Setting up Kubeflow and Feast in production isn't like following a fucking cookbook. It's like trying to assemble IKEA furniture while the instructions are on fire and your manager is asking when it'll be ready every 10 minutes.
Why This Guide Won't Bullshit You
I spent the better part of 2024 getting this stack to work properly. The official docs assume you're a Kubernetes wizard who never makes mistakes. Real talk: you're going to break things, and that's fine.
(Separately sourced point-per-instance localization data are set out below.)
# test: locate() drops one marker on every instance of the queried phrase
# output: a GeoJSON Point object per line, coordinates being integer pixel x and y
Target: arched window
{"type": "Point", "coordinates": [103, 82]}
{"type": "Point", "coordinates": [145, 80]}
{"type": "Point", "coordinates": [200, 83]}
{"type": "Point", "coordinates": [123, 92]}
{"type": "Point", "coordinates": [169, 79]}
Here's what actually happens when you try to run ML in production:
- Your notebook that "totally works" will fail spectacularly when it tries to load 50GB of training data
- Kubeflow will eat all your memory and ask for more
- Feature serving will randomly return stale data and you won't notice until a model starts predicting that every customer wants to buy pet insurance
- The pipeline that worked fine for 3 weeks will suddenly decide to crash at 2 AM on a Sunday
What You're Actually Building
A system that can handle your ML team's chaos without requiring a full-time babysitter:
Infrastructure That Doesn't Suck:
- Recent Kubeflow that won't randomly break (we're running something recent, check what's current)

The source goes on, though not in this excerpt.